In the comments to Ken's nifty post below about the Olympus Pen, a reader named Antony Sheperd asked, parenthetically, "how many camera designers can people name? I can think of Barnack and Maitani."
Barnack...that got me to thinking. Barnack is well known, and always gets the credit for the Leica. Rightly so, of course. But no one ever mentions Willi Stein.
Barnack's line of Leicas was long-lasting and had many offshoots, ending with the magnificent IIIg (designed by Adam Wagner) which stayed in production until 1960 and has never been anything but prized.
So who was Willi Stein? He was the designer of the M3. To be more precise, Stein designed the camera; he and Ludwig Leitz designed the rangefinder; Heinrich Schneider and Willi Keiner engineered the finder optics; and Hugo Wehrenfennig was responsible for the M bayonet. (This information comes from Erwin Puts.)
The M3 was the noble progenitor of most of the Leica M rangefinders that came after it, with the exception of the M5 and the CL, or "compact Leica," which spun off the mysterious probably-Japanese, maybe-a-little-bit-German CLE (compact Leica electronic). I don't know who was responsible for the M5 (I'm sure I'm about to find out), but Stein designed the CL too. Willi Stein's M3 design is still very much in evidence in the M8 and the new M9. They are very different cameras, of course, but they pay homage every which way to Herr Stein's design. His line of Leicas has lasted longer even than Barnack's. They've been around for more than 55 years now.
And apart from that, the M3 has only the classic folding wooden-and-brass field view camera to compete with it for the title of the prettiest camera ever made. And quite possibly the title of most significant, too.
Let's not forget Herr Barnack. But when the subject of camera designers comes up, perhaps we should spare a thought for the oft-overlooked Willi Stein once in a while, too.
Featured Comment by Marc Rochkind: "And, of course, Masahiko Fuketa, designer of the Nikon F."
Featured Comment by Chris Lucianu: "What about the most obvious name: Victor Hasselblad? By the way, this page shows Victor Hasselblad and Reinhold Heidecke (of Franke & Heidecke, makers of the legendary Rollei) taking pictures of each other."
Reinhold Heidecke and Victor Hasselblad taking pictures of each other, from hasselbladhistorical.eu
Featured Comment by Eamon Hickey: "Lots of really significant camera and lens designers aren't well known to the public because, beginning in the 1950s especially, so many of them were Japanese. And aside from Olympus's promotion of Maitani, the Japanese optics and camera companies generally follow traditional Japanese cultural norms and do not single individuals out for special recognition.
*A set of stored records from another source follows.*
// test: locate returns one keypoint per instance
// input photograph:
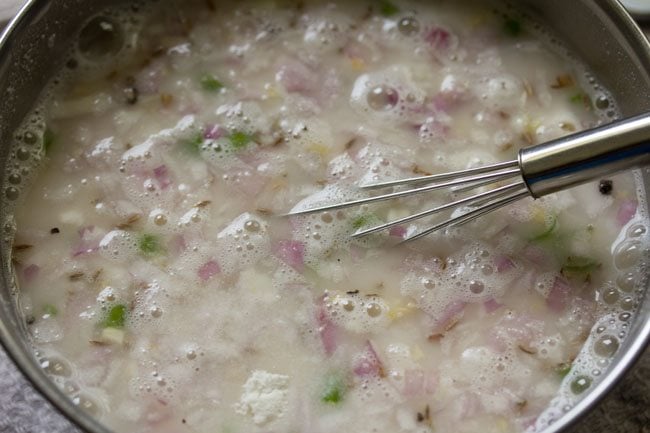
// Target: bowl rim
(25, 362)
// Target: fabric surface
(23, 410)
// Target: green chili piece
(563, 369)
(579, 267)
(239, 139)
(210, 83)
(149, 244)
(116, 317)
(334, 389)
(547, 233)
(387, 8)
(193, 144)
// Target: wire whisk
(539, 170)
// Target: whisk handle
(586, 156)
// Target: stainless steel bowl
(38, 40)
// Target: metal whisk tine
(473, 185)
(446, 176)
(543, 169)
(482, 176)
(471, 215)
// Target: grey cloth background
(23, 410)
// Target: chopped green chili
(116, 317)
(547, 233)
(334, 389)
(579, 267)
(239, 139)
(387, 8)
(149, 244)
(193, 144)
(563, 369)
(210, 83)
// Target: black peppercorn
(131, 95)
(605, 186)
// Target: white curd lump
(165, 291)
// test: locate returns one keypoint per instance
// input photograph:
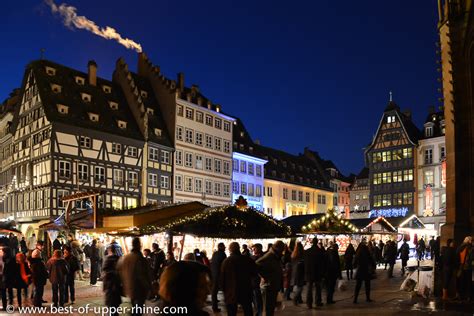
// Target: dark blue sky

"One such person who, if he were German or American, would be known worldwide is Nikon's Zenji Wakimoto, who has to rank as one of history's great lens designers. (A Google search will turn up a little bit of info about him.) He was the lead designer on many of Nikon's most famous camera lenses from the 1950s and 1960s, but he also designed the Ultra Micro-Nikkors of the 1960s and '70s, which were industrial process lenses that were the highest resolution lenses ever made at that time.
"The Ultra Micro Nikkors evolved into today's lenses for steppers, which are without question the highest precision optics ever put into regular production. A modern top-end stepper lens can resolve a line about 1/1000th the width of a human hair; they can weigh a ton or more and can be 5 ft. long by 2 ft. in diameter, and cost several million dollars apiece."
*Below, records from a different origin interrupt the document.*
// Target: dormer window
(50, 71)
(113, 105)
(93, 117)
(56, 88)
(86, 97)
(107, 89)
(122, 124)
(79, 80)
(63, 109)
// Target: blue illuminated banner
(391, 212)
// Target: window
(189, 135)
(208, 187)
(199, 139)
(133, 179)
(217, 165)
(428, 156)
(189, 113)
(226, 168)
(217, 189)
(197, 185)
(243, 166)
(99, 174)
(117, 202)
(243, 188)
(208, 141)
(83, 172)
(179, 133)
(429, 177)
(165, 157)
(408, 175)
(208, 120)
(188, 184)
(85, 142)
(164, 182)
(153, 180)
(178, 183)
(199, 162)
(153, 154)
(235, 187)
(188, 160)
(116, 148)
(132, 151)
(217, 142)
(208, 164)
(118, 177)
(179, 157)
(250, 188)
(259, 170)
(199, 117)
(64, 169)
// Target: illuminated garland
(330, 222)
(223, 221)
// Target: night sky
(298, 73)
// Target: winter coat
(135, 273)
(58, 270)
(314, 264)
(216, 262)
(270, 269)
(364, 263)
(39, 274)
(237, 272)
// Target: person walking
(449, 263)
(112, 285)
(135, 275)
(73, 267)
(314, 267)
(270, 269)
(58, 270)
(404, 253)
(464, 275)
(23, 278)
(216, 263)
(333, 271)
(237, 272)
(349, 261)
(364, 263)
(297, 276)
Featured Comment by David Goldenberg: "A remarkable camera designer who hasn't been mentioned here so far is Emanuel Goldberg (no relation, so far as I know). Goldberg was the head of Zeiss Ikon in the early 1930s, before escaping from the Nazis and making his way to what was then Palestine. At Zeiss Ikon, he designed the original Contax, elements of which were copied in the Nikon rangefinder cameras of the 1950s, and eventually wound up in the Nikon F (such as the removable back).
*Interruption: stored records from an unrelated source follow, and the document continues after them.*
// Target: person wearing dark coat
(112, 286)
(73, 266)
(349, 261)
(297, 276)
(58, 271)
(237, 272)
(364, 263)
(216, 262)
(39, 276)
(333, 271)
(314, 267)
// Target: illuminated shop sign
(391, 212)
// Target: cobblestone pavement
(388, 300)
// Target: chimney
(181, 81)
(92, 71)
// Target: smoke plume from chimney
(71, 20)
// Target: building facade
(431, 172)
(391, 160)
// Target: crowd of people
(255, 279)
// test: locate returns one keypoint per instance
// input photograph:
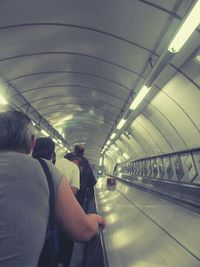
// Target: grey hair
(16, 131)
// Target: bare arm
(71, 216)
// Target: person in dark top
(87, 179)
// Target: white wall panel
(174, 111)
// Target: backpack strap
(51, 194)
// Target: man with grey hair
(24, 194)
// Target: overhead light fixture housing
(189, 25)
(140, 96)
(126, 156)
(3, 101)
(44, 133)
(100, 161)
(121, 124)
(113, 135)
(197, 60)
(55, 141)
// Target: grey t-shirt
(24, 208)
"But, the Contax was only a very small part of his career. He worked on sensitometry and aspects of cinematography, including sound tracks.
"One of the most interesting things that he did was to devise, in the 1931, a scheme for indexing microfilm data with marks on the film edges that could be read by a photosensor. This may have been the earliest implementation of electronic indexing. In 1945, the American scientist Vanevar Bush published a very influential article, entitled 'How we may think,' that described a very similar, but hypothetical, data retrieval machine, which many people consider the conceptual ancestor of hypertext. But, Goldberg's much earlier version has never received much attention.
"Information about Goldberg can be found at a web page maintained by Michael Buckland, who has studied his work and written a book about it."